Settling into a Routine

Settling into a Routine

We sleep until almost 9:00 A.M. My muscles hurt from yesterday’s ride and my sore throat is turning into a cold. We spend a quiet morning in our apartment. I make coffee and send e-mail. Art goes out for a ride returning with sashimi and sushi. There is a fish market just a few minutes from us. Following Art’s directions, John and I walk the 10 minutes to the fish market. Our route is below the freeway overpass and we walk past many tombs. These family tombs are either cut into the cliff side or freestanding. They are usually about the size of a one or two car garage and have a “turtle shell” style roof. The tombs contain urns with the washed bones of the deceased. We see these tombs most everywhere; tucked between houses and apartment buildings, along road sides and cut into cliffs. The warehouse is in an industrial part of the harbor and houses about 50 stalls. It is sparkling clean and well lit. Some vendors are selling prepackaged sashimi, others whole fish, octopus, crabs, lobsters and even rock fish and fugu. I imagine that this market is predominately a wholesale outlet but I’m delighted to have the freshest source of seafood available to us within walking distance.

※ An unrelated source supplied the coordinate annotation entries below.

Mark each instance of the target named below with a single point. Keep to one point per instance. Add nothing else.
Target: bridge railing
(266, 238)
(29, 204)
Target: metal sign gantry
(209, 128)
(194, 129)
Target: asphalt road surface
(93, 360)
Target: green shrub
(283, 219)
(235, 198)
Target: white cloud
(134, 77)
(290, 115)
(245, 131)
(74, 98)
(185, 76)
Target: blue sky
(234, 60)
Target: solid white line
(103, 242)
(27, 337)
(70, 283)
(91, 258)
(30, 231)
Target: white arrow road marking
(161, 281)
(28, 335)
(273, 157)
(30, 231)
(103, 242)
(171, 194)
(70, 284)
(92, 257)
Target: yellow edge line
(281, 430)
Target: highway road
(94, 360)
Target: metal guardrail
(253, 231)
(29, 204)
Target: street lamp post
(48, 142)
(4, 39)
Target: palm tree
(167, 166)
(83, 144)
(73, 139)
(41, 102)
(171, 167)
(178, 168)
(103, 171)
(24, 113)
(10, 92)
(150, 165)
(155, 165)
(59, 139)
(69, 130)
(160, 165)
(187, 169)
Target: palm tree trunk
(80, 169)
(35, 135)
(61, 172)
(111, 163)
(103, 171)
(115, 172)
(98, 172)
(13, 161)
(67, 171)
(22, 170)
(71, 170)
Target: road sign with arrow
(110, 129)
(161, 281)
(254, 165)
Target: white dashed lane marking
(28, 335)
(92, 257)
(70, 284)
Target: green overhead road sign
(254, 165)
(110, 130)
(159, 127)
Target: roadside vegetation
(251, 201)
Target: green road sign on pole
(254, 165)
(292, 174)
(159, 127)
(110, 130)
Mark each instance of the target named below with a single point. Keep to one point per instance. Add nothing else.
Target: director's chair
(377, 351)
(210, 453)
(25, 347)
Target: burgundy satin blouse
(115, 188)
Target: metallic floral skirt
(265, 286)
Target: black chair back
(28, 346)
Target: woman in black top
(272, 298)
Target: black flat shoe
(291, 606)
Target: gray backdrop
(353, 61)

Back in our apartment we each attempt to get to work. Art works a bit on Okinawa.com while I organize my wax table and begin to work. I don’t have good light and the chair is too high for my desk. I wander the apartment, moving available lamps and try to adjust the height of my table to my chair. By sitting on the bathroom stool and piling three of John’s text books on top, I achieve the correct height, but I am not going to be able to work without a good lamp. Art agrees to bicycle out and buy me a clip on light while John and I set out to Heiwadori Street to purchase a beetle. I take out our city map but it is all in Japanese and will not do me much good so I wing it and we ride our bicycles down Highway 58 cutting inland in what I hope is the direction of Kokusai Street. I am right on target and we arrive at the market within 15 minutes. Yesterday we discovered that it isn’t the season for Rhinoceros beetles so John has decided to adopt an Okinawa beetle. This end of the market is quiet and John gets the attention of the beetle vendor who lethargically rises and helps John choose his beetle. The man takes several beetles out and one pinches onto his finger and he grimaces from the pain. I realize that am not going to want to hold this beetle. Naturally John wants the biggest one available and ends up choosing a species from Indonesia. The tiny plastic cages are partitioned in half and it isn’t until John pays for his beetle that the vendor points out that there is a female beetle buried deep in the bedding of the other half of the cage. The female beetle is much smaller and has no pinchers. John is delighted that he gets two beetles for the price of one.

We now need beetle food, bedding and a larger cage so John and I ride in what I hope is the direction of Shintoshin and the Pet Box. Without a map, I decide that the best approach is to follow the Monorail, so we ride along the road beneath it and soon arrive at the Shintoshin Station. We know our way around this district and it’s just a few blocks to the Pet Box and the supermarket. At Pet Box, John shows the cashier his beetles and asks if he can put the male and female together? Through sign language she communicates that they will fight, so John purchases a larger cage for Frack and decides to use the smaller cage for Frick. He chooses the necessary beetle accessories and pays with his own money. John is anxious to get his beetle condo’s set up so I allow him to bike home on his own while I go to the supermarket. This is my first solo shopping trip and I take my time choosing the food and deciphering the labels on the laundry detergent and mouth wash.

It’s late afternoon before we are all back in the apartment. John busies himself with his beetles and then sits on the couch watching preschool television, holding Frack. I hope that John will learn something from this Japanese equivalent of Sesame Street and I plug in my new clip on light sit down and do waxes to the drone of the television. I am sneezing and my nose is running and I am feeling sick. I take a cold and flu capsule. I work for an hour but accomplish little and it’s almost dinner time so I busy myself in our tiny kitchen and cook our first dinner at home. Art helps me decipher the control panel on our washing machine and I do two loads of laundry. The stacking washer and dryer are beside the sink in our bathroom and are tiny by American standards.

Art leaves to go the the Makishi Dojo to find out about Karate Classes. He returns shortly, we eat dinner and Art and John go back to the Dojo for an 8:00 P.M. class. I am drugged from the cold and flu capsule but I manage to fold the laundry and wash the dishes before falling into bed.